This week (more or less) is the first anniversary of my critique group, the Cupcake Crew! We are a small group, just me and Jessi Gage and Julie Brannagh. We meet weekly at a cupcake shop for critique and chat and support.
1. If you’re serious about a writing career, look for critique partners who are equally serious. If one person writes 5,000 words per week and the other writes 500 words per week, that is not a match made in heaven. One person is going to feel like she’s imposing on the other, and it’s not likely to work out. Avoid people who are unreliable. Critique groups depend on people showing up.
2. Critique should be honest but never, ever mean-spirited. If you didn’t enjoy a submission, don’t pretend that you did, but be constructive. Point out the parts that were done well, and make suggestions for improvement that are in line with the author’s vision.
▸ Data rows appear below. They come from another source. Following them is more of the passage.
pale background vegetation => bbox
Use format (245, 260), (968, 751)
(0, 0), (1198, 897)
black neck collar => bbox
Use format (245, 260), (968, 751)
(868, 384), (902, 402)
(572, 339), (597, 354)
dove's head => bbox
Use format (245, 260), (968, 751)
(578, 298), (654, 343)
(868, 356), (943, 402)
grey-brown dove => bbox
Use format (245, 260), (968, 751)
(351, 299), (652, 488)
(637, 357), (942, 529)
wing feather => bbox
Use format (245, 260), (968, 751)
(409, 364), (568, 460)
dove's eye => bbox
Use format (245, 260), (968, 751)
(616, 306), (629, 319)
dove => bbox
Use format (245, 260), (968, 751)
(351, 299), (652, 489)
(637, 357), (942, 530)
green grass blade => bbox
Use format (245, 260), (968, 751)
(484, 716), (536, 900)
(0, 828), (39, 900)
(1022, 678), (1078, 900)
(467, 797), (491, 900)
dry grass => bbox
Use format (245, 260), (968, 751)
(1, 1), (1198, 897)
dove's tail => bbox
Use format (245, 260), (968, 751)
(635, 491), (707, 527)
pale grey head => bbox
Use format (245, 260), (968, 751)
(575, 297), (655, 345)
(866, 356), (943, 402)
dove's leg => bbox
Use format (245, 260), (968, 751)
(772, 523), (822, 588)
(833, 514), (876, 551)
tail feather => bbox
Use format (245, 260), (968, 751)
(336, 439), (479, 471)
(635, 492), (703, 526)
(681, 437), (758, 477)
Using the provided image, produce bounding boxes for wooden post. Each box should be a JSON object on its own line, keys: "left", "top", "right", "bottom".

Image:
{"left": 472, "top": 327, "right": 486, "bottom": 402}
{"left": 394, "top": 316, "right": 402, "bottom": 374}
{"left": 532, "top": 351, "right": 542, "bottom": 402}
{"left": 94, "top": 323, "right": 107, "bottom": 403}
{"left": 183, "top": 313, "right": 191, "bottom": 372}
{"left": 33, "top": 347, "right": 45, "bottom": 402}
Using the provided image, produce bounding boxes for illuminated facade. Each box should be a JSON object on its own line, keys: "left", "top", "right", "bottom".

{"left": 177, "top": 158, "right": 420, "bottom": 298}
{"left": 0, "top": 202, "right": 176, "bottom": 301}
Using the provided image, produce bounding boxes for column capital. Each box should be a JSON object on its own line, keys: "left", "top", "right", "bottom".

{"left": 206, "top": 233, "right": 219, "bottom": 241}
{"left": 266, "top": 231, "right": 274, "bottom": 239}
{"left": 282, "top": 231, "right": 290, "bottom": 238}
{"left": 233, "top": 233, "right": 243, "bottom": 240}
3. Critique partners should always have each other’s backs. In the privacy of our critique group, we give each other honest feedback, because we’re allies helping each other create the best books possible for publication. But feedback’s not all of it. We share book recommendations, discuss contract issues and publishing news, help each other with promotion, and sometimes go to events together. Writing is a solitary profession, but it shouldn’t be a lonely one.
If you don’t have a critique group yet, go forth and assemble one! Once you find the right people, you won’t regret it.